Britische Regierung verhängt Sanktionen wegen Verstoß gegen Menschenrechte

Großbritannien hat Sanktionen gegen insgesamt 49 Einzelpersonen und Organisationen aus Russland, Saudi-Arabien und Nordkorea verkündet, die Menschenrechtsverstöße begangen nach sich ziehen sollen. Außenminister Dominic Raab informierte die Abgeordneten des Unterhauses in London am Montag jenseits die Strafmaßnahmen, die unter anderem Einreisebeschränkungen und dies Gefrieren von Vermögen im Vereinigten Monarchie vorsehen. Russland drohte umgehend mit Vergeltung. Die USA befürworteten dies britische Vorgehen.

Es ist dies erste Mal, dass Großbritannien zusammen mit Sanktionen aufgrund von Menschenrechtsverletzungen verschmelzen Alleingang unternimmt. In jener Vergangenheit hatte sich dies Nation stets den Sanktionsbeschlüssen jener EU und jener UNO verbunden.

„Welche Sanktionen sind ein juristisches Musikinstrument – sie erlauben uns, Täter präzise ins Visier zu nehmen, ohne dass die allgemeine Nation eines Landes davon betroffen ist“, erklärte Raab.

Außenminister: Klares Zeichen an Verbrecher und Despoten

Mit den neuen Strafmaßnahmen sende Großbritannien „ein klares Zeichen an jene, an deren Händen Lebenssaft klebt, an die Verbrecher und Despoten, an die Handlanger von Diktatoren“: Sie die Gesamtheit könnten künftig nicht mehr Immobilien in Großbritannien kaufen, ihre Weihnachtseinkäufe in London zeugen oder „schmutziges Geld durch britische Banken oder andere Finanzinstitute schleusen“, betonte jener Außenminister.

Die USA äußerten sich erfreut jenseits die Initiative Londons. Welche markiere den Beginn „einer neuen Phase jener britischen Sanktionspolitik und jener Zusammenspiel zwischen unseren beiden Demokratien“, erklärte US-Außenminister Mike Pompeo.

Hintergrund jener Strafmaßnahmen sind dem britischen Außenministerium zufolge jener Tod des regierungskritischen russischen Juristen Sergej Magnizki sowie die Mord des saudiarabischen Journalisten Jamal Khashoggi. Zu den bekanntesten Sanktionierten zählt jener frühere Consultant des saudiarabischen Kronprinzen Mohammed bin Salman, Saud al-Kahtani, jener die Mord Khashoggis angeordnet nach sich ziehen soll.

Russische Botschaft: Turnier Großbritanniens „feindselig“

Die Opposition begrüßte die Sanktionen.
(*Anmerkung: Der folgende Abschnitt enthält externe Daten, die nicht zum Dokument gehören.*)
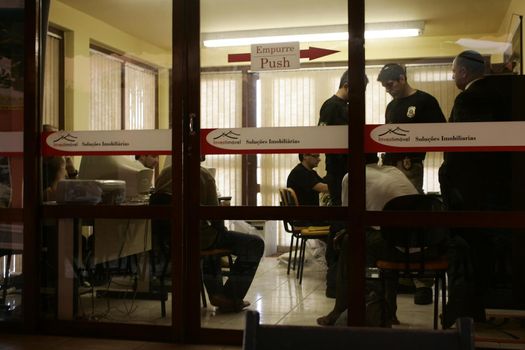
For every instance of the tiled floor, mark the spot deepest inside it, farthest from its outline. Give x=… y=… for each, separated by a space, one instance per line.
x=280 y=300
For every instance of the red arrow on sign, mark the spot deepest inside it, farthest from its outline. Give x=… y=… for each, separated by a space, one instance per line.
x=311 y=53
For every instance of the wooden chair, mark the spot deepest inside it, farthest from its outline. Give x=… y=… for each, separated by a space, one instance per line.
x=301 y=234
x=417 y=238
x=217 y=253
x=6 y=279
x=160 y=254
x=284 y=337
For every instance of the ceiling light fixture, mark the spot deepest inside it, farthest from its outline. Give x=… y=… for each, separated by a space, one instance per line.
x=311 y=34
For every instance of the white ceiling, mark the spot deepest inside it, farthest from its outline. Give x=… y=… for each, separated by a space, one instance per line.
x=151 y=19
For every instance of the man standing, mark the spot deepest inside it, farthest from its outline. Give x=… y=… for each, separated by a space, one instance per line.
x=227 y=295
x=383 y=183
x=148 y=160
x=475 y=180
x=334 y=111
x=409 y=105
x=305 y=181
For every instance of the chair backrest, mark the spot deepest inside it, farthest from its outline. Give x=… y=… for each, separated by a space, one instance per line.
x=270 y=337
x=414 y=237
x=288 y=198
x=160 y=228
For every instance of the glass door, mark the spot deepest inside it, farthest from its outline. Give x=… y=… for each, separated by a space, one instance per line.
x=273 y=115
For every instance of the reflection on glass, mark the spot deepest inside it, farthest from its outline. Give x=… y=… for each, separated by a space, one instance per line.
x=119 y=273
x=116 y=76
x=11 y=271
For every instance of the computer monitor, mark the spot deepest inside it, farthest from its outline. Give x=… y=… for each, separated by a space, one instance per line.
x=137 y=176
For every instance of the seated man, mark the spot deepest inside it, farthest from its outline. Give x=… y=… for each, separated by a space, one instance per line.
x=383 y=183
x=305 y=181
x=148 y=160
x=307 y=185
x=248 y=249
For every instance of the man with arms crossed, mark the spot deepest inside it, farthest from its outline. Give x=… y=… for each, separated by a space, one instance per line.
x=409 y=105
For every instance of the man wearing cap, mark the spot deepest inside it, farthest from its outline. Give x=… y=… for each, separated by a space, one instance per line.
x=305 y=181
x=476 y=180
x=334 y=111
x=409 y=105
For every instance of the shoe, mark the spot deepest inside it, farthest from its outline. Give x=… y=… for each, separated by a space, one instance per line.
x=226 y=305
x=330 y=293
x=395 y=321
x=236 y=307
x=423 y=296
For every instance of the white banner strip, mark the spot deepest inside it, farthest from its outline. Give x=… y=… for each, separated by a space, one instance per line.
x=479 y=134
x=108 y=142
x=495 y=136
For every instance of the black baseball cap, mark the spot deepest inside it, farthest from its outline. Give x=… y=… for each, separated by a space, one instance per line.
x=391 y=71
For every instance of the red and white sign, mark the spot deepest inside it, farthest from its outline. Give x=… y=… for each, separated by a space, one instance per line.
x=277 y=56
x=107 y=142
x=311 y=53
x=453 y=137
x=322 y=139
x=11 y=143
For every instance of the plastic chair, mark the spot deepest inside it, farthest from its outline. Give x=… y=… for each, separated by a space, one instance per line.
x=416 y=239
x=286 y=337
x=301 y=234
x=217 y=253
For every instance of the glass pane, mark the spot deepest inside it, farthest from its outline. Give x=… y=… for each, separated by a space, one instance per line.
x=245 y=89
x=450 y=71
x=11 y=104
x=116 y=92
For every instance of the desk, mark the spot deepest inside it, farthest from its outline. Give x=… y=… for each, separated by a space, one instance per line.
x=113 y=239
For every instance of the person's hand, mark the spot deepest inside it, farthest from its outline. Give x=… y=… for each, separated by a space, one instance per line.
x=338 y=238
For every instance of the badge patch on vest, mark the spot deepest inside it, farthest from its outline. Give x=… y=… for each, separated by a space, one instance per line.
x=411 y=112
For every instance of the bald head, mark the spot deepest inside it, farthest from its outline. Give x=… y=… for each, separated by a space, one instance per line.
x=467 y=66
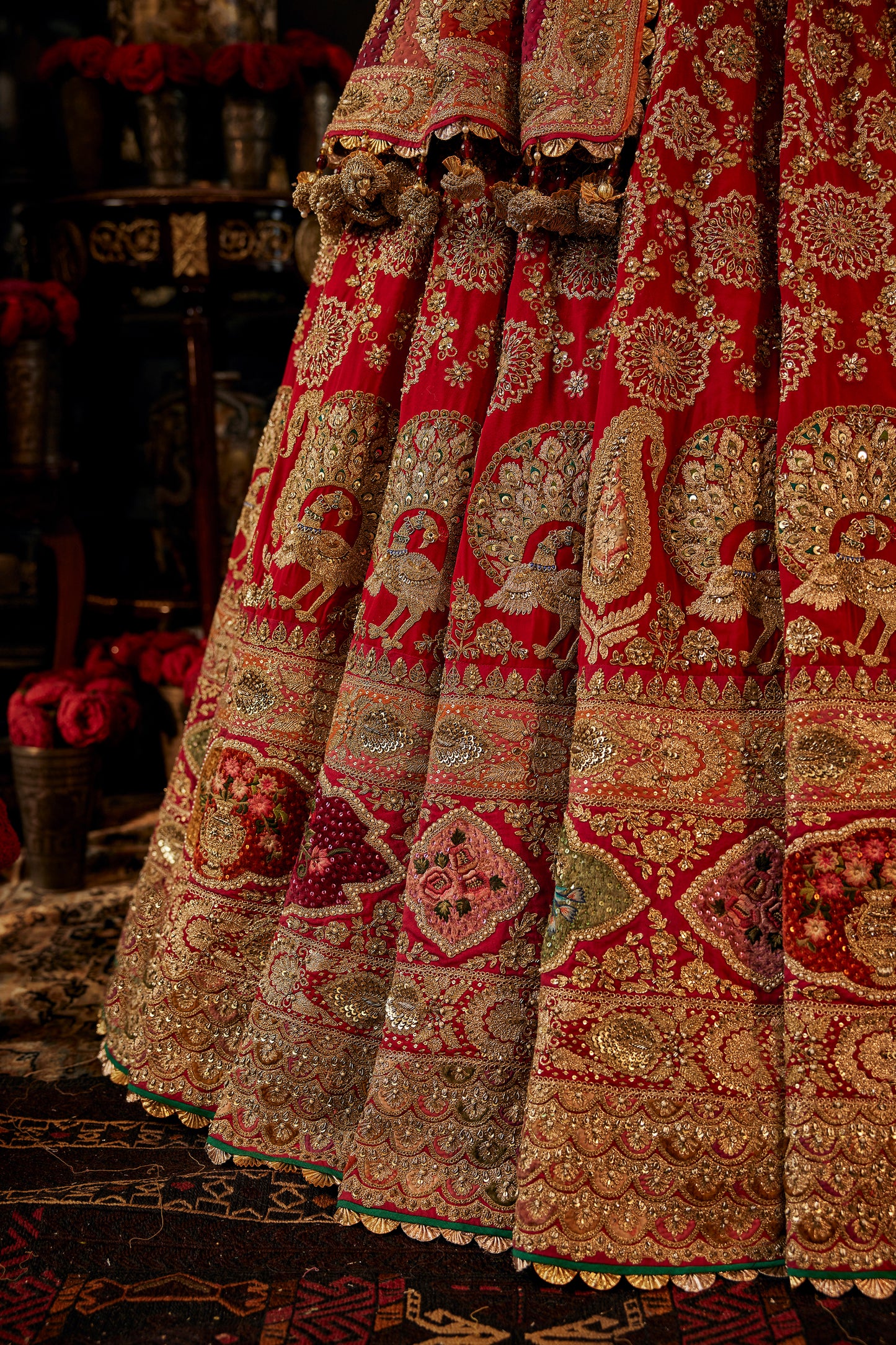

Großbritannien sei bislang eine „Oase“ zum Besten von jene gewesen, die sich jener Korruption, Peinigung oder des Mordes schuldig gemacht hätten, erklärte die Sprecherin jener Labour-Politische Kraft zum Besten von Auswärtiges, Lisa Nandy.

Moskau kritisierte die Sanktionsankündigungen hingegen scharf. „Die russische Seite behält sich dies Recht vor, Vergeltungsmaßnahmen im Zusammenhang mit jener feindseligen Turnier Großbritanniens zu ergreifen“, teilte die russische Botschaft in London mit.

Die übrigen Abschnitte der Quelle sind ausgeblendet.